D'abord, Elio les avait touchés, pour se convaincre qu'ils étaient bien réels, bien à lui. Il possédait quelque chose désormais, autre que son corps abîmé. Il avait passé ses petites mains sur les couvertures éclatantes de couleurs vives. Il avait adoré l'odeur de papier qui s'en dégageait. Et puis, il les avait ouverts. La plupart était des livres parlant d'aventures dans d'autres mondes, de vaillants combattants et vilains méchants, de nobles guerriers d'honneur et de mystérieuses créatures aux pouvoirs magiques incroyables.

Il en fut transporté. En quelques pages, ses yeux ne lisaient plus, ils voyaient des images. Un autre monde s'offrait à lui, ses rêves se réalisaient. Il pouvait courir, rire, chanter, combattre, pleurer au même rythme que les héros dont il découvrait les aventures au fil des pages. Et ça lui faisait un bien fou ! Enfin, il avait l'impression de vivre. À travers des récits imaginaires, certes, mais il vivait.
Un seul point noir au tableau: l'absence d'Ana. Comme il aurait aimé partagé ces aventures avec son amie !

Il se redressa dans son lit, ébloui par le soleil qui avait changé de position dans le ciel pour venir éclairer son visage amaigri. Retour à la triste réalité.
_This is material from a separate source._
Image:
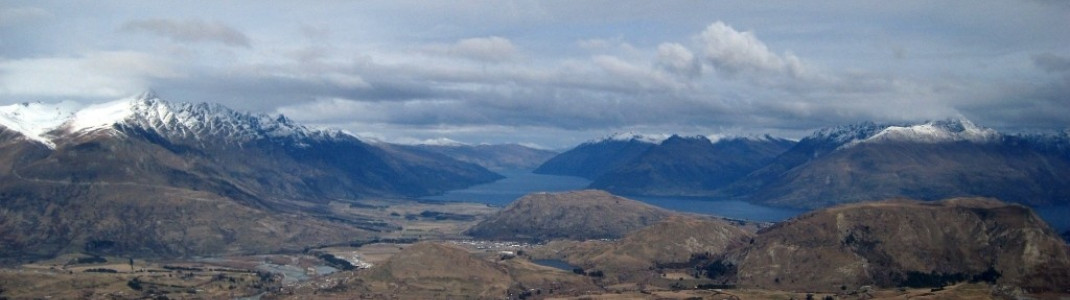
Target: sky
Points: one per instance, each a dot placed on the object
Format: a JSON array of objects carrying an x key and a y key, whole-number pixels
[{"x": 555, "y": 73}]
Son esprit avait beau être stimulé par les livres, son corps, lui, n'était pas au meilleur de sa forme. Loin de là même.

Une énième fois, il posa ses plantes de pied au sol, et poussa aussi fort que possible sur ses petits bras, mais le résultat fut le même que lors de toutes ses tentatives précédentes. Il s'écrasa lourdement au sol, ses jambes ne répondant plus à ses ordres. Son visage se tordit quand il frappa du poing sur le sol et se mit à pleurer de rage. Comme il était frustrant de sentir son corps se dégrader sans pouvoir rien y faire. Il parvint à se tourner sur le dos, et s'étala sur le sol, un bras sur les yeux.
La porte s'ouvrit brutalement, et deux médecins entrèrent en courant.

- Elio ! Est-ce que tout va bien ? demanda celui qui lui avait apporté les livres. Tu ne devais plus essayer de te lever, tu nous avais promis !

Les deux hommes le saisirent sous les bras et le réinstallèrent dans son lit tant bien que mal.

- Tu as mal quelque part ?

Elio ne pleurait plus, le regard désespérément fixé sur le mur d'en face.
" J'ai mal là, aurait-il aimé pouvoir dire en pointant son coeur. Parce que je ne sortirai jamais. Parce que je ne peux plus marcher. Parce qu'Ana n'est pas là. Parce que je ne vivrai plus longtemps, je le sens dans mon corps. Parce qu'à part à travers des livres, je ne vis plus. "

Ses mains s'ouvraient et se fermaient convulsivement, et une douleur effroyable lui raidit la nuque, puis tout le corps. Un feu liquide se répandait dans ses veines, et sa vision s'obscurcit. Il sentit à peine les deux médecins s'agiter autour de lui, comme il sentit à peine un bataillon d'infirmiers et infirmières entrer dans sa chambre pour leur prêter main forte.
La douleur reflua longtemps après le début de sa crise, lentement, le laissant à bout de souffle, le teint pâle et le souffle erratique.

Mais quand est-ce que tout cela allait-il enfin cesser ? Combien de temps devrait-il supporter cet enfer ?

"Ana, reviens vite, pensa t-il avant de sombrer dans le noir."